Two years ago when I met Abdinoor Igal, the young father was at the end of his rope. Abdinoor was one of dozens of members of the Somali Muslim community who bought homes in Minnesota using a financial instrument called a contract for deed <[link removed]> from a man named Chad Banken. There were red flags all over these contracts, but I was struggling to find someone who would let me tell their story. Buyers were embarrassed, or scared, or both. Abdinoor was the only person who said yes.

Abdinoor believed that the deal honored his faith’s restriction on paying or profiting from interest. But that wasn’t true. He was barely able to make the high payments each month and had exhausted every possible resource trying to find a way out. Late last year, Abdinoor surrendered the keys to Banken and walked away from the house and the $170,000 he put into the deal.

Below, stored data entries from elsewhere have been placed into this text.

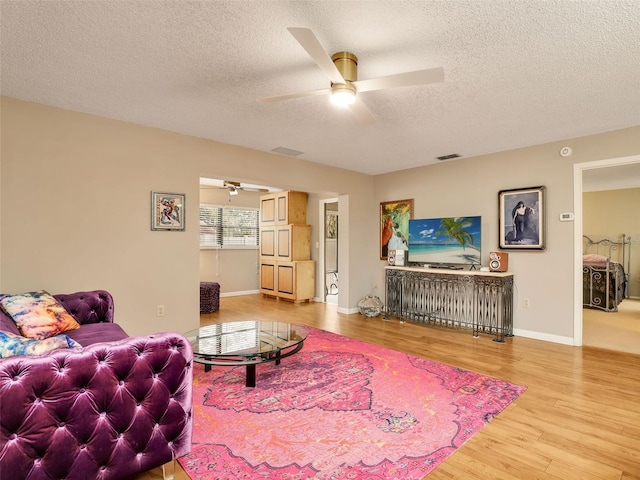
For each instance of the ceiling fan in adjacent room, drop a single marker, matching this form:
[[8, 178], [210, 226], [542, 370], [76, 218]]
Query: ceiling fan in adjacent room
[[342, 71], [234, 187]]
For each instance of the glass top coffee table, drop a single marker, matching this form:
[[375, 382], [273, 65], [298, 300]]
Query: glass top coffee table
[[247, 342]]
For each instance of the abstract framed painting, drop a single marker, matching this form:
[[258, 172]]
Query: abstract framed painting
[[522, 218], [167, 211], [394, 226]]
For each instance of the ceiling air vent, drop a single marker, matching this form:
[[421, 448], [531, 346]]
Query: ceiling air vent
[[286, 151], [448, 157]]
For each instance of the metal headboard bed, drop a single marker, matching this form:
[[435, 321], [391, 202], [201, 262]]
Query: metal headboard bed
[[605, 272]]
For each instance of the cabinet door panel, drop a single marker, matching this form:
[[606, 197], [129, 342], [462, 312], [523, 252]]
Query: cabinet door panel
[[267, 242], [285, 279], [267, 277], [268, 210], [284, 242]]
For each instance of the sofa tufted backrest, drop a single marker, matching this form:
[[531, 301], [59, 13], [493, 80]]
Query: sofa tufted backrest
[[106, 411]]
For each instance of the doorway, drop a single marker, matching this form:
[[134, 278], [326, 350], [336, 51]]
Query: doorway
[[581, 170]]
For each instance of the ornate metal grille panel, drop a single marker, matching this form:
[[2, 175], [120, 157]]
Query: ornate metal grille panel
[[480, 302]]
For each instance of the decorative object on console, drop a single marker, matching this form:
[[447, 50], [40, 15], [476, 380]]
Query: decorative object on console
[[498, 261], [167, 211], [395, 257], [394, 226], [209, 297], [370, 306], [522, 215]]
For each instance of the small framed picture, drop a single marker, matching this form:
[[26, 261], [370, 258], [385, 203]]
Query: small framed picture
[[522, 218], [167, 211]]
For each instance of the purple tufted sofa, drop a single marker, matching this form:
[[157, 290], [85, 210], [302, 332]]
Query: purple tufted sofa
[[117, 406]]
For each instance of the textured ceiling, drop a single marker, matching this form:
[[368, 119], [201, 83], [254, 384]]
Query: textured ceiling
[[517, 73]]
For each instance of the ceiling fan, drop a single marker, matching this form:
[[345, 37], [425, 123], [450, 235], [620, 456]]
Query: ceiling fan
[[342, 71], [235, 187]]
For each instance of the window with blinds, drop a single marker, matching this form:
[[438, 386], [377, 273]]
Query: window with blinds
[[228, 227]]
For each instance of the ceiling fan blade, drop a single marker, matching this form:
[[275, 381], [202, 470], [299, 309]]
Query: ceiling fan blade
[[419, 77], [289, 96], [362, 113], [259, 190], [307, 39]]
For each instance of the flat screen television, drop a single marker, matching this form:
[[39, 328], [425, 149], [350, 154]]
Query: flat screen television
[[445, 241]]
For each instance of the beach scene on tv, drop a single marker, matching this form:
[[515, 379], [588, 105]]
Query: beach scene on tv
[[450, 240]]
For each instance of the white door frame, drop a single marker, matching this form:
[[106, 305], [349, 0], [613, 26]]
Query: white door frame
[[578, 168], [322, 284]]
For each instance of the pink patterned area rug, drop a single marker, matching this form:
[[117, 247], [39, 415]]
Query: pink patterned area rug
[[338, 409]]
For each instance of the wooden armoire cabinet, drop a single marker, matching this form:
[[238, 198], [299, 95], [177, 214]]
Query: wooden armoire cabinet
[[286, 268]]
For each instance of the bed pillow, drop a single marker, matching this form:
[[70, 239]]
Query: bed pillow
[[38, 314], [594, 258], [11, 344]]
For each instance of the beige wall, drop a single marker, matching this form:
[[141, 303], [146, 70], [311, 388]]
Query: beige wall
[[470, 187], [75, 201], [609, 214], [75, 212]]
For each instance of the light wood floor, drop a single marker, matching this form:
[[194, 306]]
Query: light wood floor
[[613, 330], [578, 419]]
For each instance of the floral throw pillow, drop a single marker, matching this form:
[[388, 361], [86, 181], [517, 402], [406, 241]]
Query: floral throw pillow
[[11, 344], [38, 314]]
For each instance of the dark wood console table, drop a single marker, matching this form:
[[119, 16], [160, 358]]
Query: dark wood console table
[[481, 301]]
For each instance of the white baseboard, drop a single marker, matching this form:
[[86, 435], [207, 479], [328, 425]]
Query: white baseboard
[[543, 336], [237, 294]]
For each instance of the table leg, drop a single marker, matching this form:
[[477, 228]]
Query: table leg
[[251, 375]]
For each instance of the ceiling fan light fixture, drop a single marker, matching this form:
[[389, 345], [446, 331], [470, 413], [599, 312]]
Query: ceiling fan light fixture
[[342, 94]]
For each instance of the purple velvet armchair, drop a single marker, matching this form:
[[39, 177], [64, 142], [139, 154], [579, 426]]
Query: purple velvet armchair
[[117, 406]]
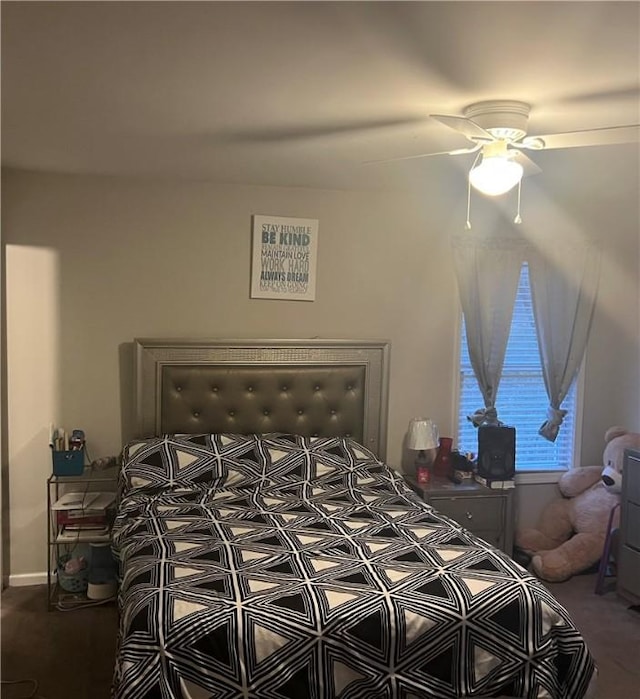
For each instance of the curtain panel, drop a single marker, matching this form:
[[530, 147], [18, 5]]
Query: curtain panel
[[487, 271], [564, 283]]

Our reporting showed how the contracts were setting families up for failure in a state with one of the worst racial home ownership gaps in the country, but I couldn’t promise Abdinoor that anything would come of him sharing his experience publicly. Then, on Monday, I was able to call Abdinoor and deliver news <[link removed]> he’d waited two years to hear: The Minnesota attorney general was about to file a lawsuit against Banken for violations of federal lending law and selling homes at higher prices and on worse terms to Muslim buyers. (Banken hasn’t responded to my requests for comment throughout this project.) For a moment, Abdinoor seemed to be in shock. “I’m really excited,” he said. “I can’t even believe how I’m feeling.”